Where to Put Houseplants in Your Home
In most cases, it’s the living room where you spend the greatest amount of your time. This is the room, therefore, that you would choose to decorate with plants. Light, temperature and humidity play major roles in the lives of your plants. You should first determine the quality of light in every location where you might put the plants. You probably should not rely solely on your eyes either for this. You might feel there is enough light because you can read, when in reality it might not be enough light for your plants.
You need to also remember that light quality is not always constant. At one time, with the sun, the room has bright light. At night, when you have the lights on, you might believe it’s the same light, but it’s not as bright as sunlight. Further, summertime in one room is not the same king of light as winter sunlight.

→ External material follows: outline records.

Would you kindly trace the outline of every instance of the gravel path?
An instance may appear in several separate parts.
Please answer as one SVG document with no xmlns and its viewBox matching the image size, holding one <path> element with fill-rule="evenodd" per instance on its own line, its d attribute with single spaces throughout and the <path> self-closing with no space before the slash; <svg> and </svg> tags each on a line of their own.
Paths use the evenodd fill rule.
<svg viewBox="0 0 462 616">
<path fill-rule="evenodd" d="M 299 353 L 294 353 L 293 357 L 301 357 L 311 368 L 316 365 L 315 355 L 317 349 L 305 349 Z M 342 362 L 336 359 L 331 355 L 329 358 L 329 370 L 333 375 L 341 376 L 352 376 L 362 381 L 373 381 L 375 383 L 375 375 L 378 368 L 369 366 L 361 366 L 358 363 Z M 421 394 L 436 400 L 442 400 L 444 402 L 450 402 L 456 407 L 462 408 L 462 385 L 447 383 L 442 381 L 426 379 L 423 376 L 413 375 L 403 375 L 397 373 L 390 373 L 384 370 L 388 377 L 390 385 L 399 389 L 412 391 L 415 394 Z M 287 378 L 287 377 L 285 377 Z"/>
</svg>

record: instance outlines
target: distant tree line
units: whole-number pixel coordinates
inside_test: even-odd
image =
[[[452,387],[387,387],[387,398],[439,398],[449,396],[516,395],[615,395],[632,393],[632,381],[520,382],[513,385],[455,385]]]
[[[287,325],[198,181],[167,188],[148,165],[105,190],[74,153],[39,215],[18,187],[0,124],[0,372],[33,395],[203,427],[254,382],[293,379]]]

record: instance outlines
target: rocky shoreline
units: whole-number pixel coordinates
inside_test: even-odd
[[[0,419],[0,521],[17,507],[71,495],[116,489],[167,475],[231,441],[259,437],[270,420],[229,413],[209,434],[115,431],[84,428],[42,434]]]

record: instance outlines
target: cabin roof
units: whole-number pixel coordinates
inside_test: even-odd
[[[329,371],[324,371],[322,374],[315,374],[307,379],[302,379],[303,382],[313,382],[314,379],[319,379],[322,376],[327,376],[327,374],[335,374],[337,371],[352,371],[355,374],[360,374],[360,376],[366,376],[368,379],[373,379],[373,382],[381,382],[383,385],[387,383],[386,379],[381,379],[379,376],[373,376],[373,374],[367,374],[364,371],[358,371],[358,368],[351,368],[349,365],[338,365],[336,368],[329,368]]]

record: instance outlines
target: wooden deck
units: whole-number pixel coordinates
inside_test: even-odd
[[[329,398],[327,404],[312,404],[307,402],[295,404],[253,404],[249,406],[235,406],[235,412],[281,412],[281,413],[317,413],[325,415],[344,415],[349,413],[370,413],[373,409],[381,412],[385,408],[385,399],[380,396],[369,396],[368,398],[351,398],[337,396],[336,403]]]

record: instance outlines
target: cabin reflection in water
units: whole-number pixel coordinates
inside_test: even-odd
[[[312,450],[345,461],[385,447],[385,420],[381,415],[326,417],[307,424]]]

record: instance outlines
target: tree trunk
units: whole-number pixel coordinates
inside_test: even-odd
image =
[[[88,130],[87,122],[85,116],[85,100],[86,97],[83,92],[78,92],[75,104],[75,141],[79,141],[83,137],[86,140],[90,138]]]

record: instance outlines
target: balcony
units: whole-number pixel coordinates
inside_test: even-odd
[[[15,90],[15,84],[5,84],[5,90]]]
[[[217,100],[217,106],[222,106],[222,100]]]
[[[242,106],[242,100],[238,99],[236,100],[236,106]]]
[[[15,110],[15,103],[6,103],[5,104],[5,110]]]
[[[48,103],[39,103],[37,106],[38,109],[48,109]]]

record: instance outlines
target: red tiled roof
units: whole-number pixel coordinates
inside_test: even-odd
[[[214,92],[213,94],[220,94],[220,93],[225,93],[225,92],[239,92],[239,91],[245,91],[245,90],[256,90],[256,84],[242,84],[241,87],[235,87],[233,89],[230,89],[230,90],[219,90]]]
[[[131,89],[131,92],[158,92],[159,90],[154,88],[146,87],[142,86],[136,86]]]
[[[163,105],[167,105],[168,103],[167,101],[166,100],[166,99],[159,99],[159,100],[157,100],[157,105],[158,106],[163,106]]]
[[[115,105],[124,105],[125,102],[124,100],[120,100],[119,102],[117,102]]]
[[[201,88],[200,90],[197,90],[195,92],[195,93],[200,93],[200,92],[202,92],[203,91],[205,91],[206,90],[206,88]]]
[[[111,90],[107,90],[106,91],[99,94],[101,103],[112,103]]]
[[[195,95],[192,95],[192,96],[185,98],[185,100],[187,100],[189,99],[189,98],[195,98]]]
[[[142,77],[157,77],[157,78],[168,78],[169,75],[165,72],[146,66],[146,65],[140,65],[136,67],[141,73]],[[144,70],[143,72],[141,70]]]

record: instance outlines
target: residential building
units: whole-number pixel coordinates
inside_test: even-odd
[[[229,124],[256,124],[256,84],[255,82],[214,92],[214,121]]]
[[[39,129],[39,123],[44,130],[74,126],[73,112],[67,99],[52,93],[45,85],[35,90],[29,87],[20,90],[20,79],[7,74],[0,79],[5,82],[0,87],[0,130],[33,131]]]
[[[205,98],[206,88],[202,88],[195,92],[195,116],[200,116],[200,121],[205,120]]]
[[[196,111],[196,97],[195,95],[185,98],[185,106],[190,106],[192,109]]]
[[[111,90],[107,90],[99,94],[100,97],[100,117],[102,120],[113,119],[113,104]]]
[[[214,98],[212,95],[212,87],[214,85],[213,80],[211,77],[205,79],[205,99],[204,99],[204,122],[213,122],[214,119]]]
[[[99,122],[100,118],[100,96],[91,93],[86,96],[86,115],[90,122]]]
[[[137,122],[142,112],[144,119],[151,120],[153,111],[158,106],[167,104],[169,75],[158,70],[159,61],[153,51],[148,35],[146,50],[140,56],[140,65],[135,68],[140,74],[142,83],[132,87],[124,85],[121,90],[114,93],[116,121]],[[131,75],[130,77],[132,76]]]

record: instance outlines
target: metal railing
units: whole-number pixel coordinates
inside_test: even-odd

Temperature is just as important. If you give a plant the correct lighting, generally they are also getting the necessary temperature. The problem with temperature is that in unheated rooms in the winter the temperature can drop too much for your plants.
Kitchens are often overlooked as a proper place to put plants. But constant temperature and higher humidity often cause plants placed here to simply thrive. You can put herbs on the windowsill and blossoming summer plants and hanging planters can be placed around to simply decorate the kitchen. In a bathroom with good natural light, ferns do especially well.
A light, cool bedroom that is heated in the winter is ideal for plants that need cooler temperatures in the winter. Some plants that would do well here are:
- Grape ivy (Cissus)
- Fatshedera (x-Fatshedera lizel)
- Schefflera (Schefflera)
- Indoor linden (Sparmannia africana)
Dust-free halls and stairwells are perfect for those larger plants that can no longer fit on a windowsill. These places are also great for winter quarters for tub plants and those that require a rest period at a lower temperature. If you live in an apartment building, you could always ask a landlord if you can put your plants out in the hallway for the winter.
There are some plants that literally enjoy being placed in a corner. They originate from cool mountain forests of tropical and subtropical regions. You can give them a little light here and there. Plants that like this include:
- Cast iron plant (Aspidistra elatior)
- Ivy (Hedera)
- Cretan brake fern (Pteris cretica)
- Baby tear’s (Helxine soleirolii, syn. Soleirolia soleirolii)
Plants from the higher mountain regions with warmer climates thrive in light hallways and stairwells or on glassed-in balconies. These plants don’t mind direct sun once in a while and appreciate a period on the balcony or patio outdoors. Examples include:
- Flowering maple (Abutilon)
- Porcelain berry (Ampelopsis brevipedunculata)
- Norfolk Island pine (Araucaria heterophylla)
- Sapphire flower (Browallia)
- Citrus trees
- Euonymus japonicus
- Fatsia japonica
- Grevillea robusta
So, figure out where to place your plants, what type of environment you can create for them, and go for it. There’s nothing more enjoyable that a beautiful display of plants that you have reared yourself.